Hicok had all but given up hope of being able to move freely again. He steadily fell into a state of severe depression.

But it may have been a last-ditch effort to treat the depression which led to Hicok's ability to walk again. The renewed mobility gave him the chance to see the upstairs of his Jackson County home for the first time in nearly six years.

"I forgot the layout," Hicok told the Kalamazoo Gazette for a recent story, referring to the upstairs of his home. He was first diagnosed in 1995 and was forced to give up his career as an electrical engineer as the disease progressed.

For his wife, Tammy Hicok, her husband's recovery is nothing short of miraculous.

"This is just the biggest gift ever," she said. "A lot of people have been praying for us for years. I do think it's an answer to prayers."

But more than another chance at the life he once knew, Hicok's recovery may offer a chance to others who have lost the ability to walk because of the disease.

"This totally changes his life and the effect this disease has in life. And by making him more active, I believe it will prolong his life," said Greg Hicok's neurologist, Dr. Daniel Freeman. "It prevents him from getting other illness from being immobile."

Lou Gehrig's disease attacks motor neurons, progressively robbing its victims of their strength. Before he lost the use of his legs, he had been experiencing a slow progression of symptoms over eight years.

Freeman links Hicok's recovery to the treatments he had last spring for severe depression.

"We tried every anti-depressant there is, nothing was working," said Tammy Hicok, explaining her husband tried 13 different anti-depressant and medicine combinations.

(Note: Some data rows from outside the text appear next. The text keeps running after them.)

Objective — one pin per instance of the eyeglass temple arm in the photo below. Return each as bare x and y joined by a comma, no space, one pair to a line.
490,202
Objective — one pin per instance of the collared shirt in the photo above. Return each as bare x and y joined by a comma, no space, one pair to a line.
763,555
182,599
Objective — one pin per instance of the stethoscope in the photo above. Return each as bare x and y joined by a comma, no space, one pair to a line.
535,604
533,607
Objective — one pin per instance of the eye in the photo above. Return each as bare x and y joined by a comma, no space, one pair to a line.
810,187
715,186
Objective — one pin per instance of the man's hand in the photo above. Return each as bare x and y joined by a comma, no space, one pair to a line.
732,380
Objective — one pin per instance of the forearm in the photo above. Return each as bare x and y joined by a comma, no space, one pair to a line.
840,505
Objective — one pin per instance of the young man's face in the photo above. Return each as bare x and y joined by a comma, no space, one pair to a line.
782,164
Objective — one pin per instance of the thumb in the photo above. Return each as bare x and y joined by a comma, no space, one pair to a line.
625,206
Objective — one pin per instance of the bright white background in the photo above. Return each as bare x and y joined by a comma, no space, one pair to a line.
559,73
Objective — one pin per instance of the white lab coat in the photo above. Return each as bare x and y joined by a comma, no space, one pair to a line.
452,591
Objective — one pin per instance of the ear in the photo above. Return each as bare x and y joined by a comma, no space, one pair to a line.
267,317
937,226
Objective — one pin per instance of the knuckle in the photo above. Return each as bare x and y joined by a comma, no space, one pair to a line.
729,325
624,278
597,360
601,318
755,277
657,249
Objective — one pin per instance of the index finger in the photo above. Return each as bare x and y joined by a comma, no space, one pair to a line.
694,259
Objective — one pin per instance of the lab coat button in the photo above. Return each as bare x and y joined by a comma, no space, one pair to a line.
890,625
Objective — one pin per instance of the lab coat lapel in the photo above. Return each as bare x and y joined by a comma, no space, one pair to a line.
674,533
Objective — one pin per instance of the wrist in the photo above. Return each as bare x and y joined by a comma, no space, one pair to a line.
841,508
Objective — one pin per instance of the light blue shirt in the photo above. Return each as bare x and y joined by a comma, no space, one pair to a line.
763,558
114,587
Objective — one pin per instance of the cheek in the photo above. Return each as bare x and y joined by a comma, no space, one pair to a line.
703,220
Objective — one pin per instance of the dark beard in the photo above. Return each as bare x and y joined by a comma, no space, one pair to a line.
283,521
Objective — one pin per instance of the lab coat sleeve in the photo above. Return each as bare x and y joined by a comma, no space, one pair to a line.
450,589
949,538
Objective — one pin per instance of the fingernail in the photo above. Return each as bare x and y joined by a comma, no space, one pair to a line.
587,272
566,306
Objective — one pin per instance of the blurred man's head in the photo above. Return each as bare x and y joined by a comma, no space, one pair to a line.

Greg Hicok decided to try electroconvulsive treatments as a last resort to alleviate the depression, which he says partly was caused by big changes in his life, including three of his four boys growing up and moving away.

The treatments seem to have triggered neurons in his brain, alleviating the depression and, Freeman believes, altering the neurons in Hicok's brain and spinal cord, which relaxed his muscles and increased mobility.

Hicok continues treatments and notices motor improvement almost daily.

He is circling his home's first floor with a walker more than 30 times a day, totaling about a half mile at a time.

Hicok says he has new hope this holiday season.

"I can be a part of it rather than someone who sits on the sidelines, shaking my head yes or no," Greg Hicok said. "It makes me feel bad for people who have it worse."